On March 13, 2020, the President issued a determination under the Robert T. Stafford Disaster Relief and Emergency Assistance Act (the “Stafford Act”). A consequence of that action is that payments from employers to employees that meet the requirements of a qualified disaster relief payment under Internal Revenue Code Section 139 are excludible from income, a rather unusual result, for the reasons discussed below.
Although Section 139 cannot be used to exempt income replacement payments (wages), other amounts may be considered exempt.

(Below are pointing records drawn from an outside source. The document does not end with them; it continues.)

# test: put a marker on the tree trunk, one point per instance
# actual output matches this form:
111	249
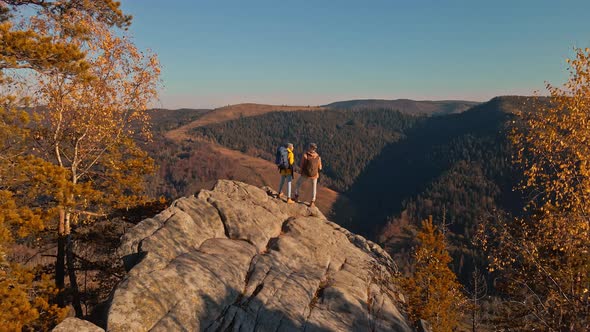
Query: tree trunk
72	275
60	267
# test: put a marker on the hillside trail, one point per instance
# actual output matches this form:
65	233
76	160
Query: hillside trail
246	168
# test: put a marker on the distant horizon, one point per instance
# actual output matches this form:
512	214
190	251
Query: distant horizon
312	53
335	101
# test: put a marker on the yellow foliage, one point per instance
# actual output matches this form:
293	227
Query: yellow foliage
25	301
433	291
545	256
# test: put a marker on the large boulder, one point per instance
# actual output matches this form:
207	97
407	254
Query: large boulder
74	324
236	259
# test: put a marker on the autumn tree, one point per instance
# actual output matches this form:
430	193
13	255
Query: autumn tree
74	157
544	257
433	291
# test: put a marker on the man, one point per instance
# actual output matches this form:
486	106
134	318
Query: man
285	161
311	165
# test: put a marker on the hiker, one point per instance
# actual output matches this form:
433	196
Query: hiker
311	165
285	160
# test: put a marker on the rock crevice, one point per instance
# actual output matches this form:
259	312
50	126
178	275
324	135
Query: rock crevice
236	259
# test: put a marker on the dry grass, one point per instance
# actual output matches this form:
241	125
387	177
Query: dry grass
252	170
233	112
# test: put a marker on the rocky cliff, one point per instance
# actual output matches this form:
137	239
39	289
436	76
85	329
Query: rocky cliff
236	259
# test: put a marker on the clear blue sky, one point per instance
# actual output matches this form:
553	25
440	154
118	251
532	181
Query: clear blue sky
304	52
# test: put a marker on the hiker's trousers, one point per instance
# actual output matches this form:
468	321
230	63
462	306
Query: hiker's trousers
314	182
287	178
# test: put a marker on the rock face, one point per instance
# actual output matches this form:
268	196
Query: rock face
236	259
75	324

Background – The tax law has long wrestled with the issue of when various payments are subject to income tax in light of the general rule that gross income means all income from whatever source derived. Various exceptions to taxation have existed over the years for payments in disaster-related situations. A “general welfare” exception, for example, excludes from income payments made by a governmental unit under a social benefit program designed to promote the general welfare. This exception has been relied on in excluding federal and state payments to disaster victims. In a similar vein, relief payments made by charities are generally not taxable because the tax law views those payments as gifts.
Payments by employers to employees, in contrast, are almost always viewed as compensation, absent a specific statutory exclusion from income (for certain welfare and fringe benefit subsidies, for example). In the aftermath of September 11th, however, Congress enacted a new exemption from income under Section 139 for “qualified disaster relief payments,” which could cover certain payments by employers to employees.
What does Section 139 cover? – A qualified disaster relief payment is an amount paid “to reimburse or pay reasonable and necessary personal, family, living, or funeral expenses incurred as a result of a qualified disaster.” As noted, a qualified disaster includes a federally declared disaster triggered by a declaration by the President under the Stafford Act, and the exclusion applies as long the expense is not covered “by insurance or otherwise.”
While Congress did not intend for the new provision to exclude an amount received as an income replacement (wages) or unemployment compensation, qualified disaster relief payments could include other amounts paid by employers, provided that the amounts paid are not within the realm of what the employer would otherwise have paid to an employee but for the disaster. For example, one published ruling provides that amounts paid by an employer to employees affected by a flood that was a federally declared disaster were excludible to the extent the amounts assisted employees with medical, housing and/or transportation expenses, as long as the employee was not receiving insurance reimbursements or other replacement payments. The program at issue in this ruling did not require proof of expenses incurred, although the program was designed to ensure that the amount paid reasonably reflected the amount an individual might otherwise incur.
Amounts intended to be excluded from income under Section 139 need not be reported on Form W-2 and are exempt from withholding (income and employment tax) requirements. As a result, an employer making these payments will need to work closely with their payroll provider to ensure those results if amounts are distributed through that channel.
The legislative history also notes that the exclusion under Section 139 is not intended to affect the deductibility of a payment. Thus, it appears that the general principles for a business deduction would apply to a payment by an employer to an employee, as long as the amount is reasonable in scope.
Application to the COVID-19 pandemic – There is virtually no guidance on how Section 139 might work in a non-natural type of disaster situation with respect to payments between employers and employees. Nevertheless, we believe that the provision is available to employers that decide to make payments to employees in the current environment that are not otherwise wage-type payments — for example, to reimburse housing or other personal expenses. We also believe that best practice would be to formalize the arrangement through adoption of a written plan document, but employees are not required to provide documentation of how the money is used. If properly established, any such payments should be fully deductible by the employer and excludable to the employee recipient for federal income and Social Security and Medicare tax purposes. (Whether or not the amount is excludible for state or local income tax purposes will likely vary from state to state.)
Although it has not yet been updated to address this situation, the Internal Revenue Service maintains a website with additional information on tax relief available in disaster situations. At some point in the coming weeks, this website may provide additional information on Section 139.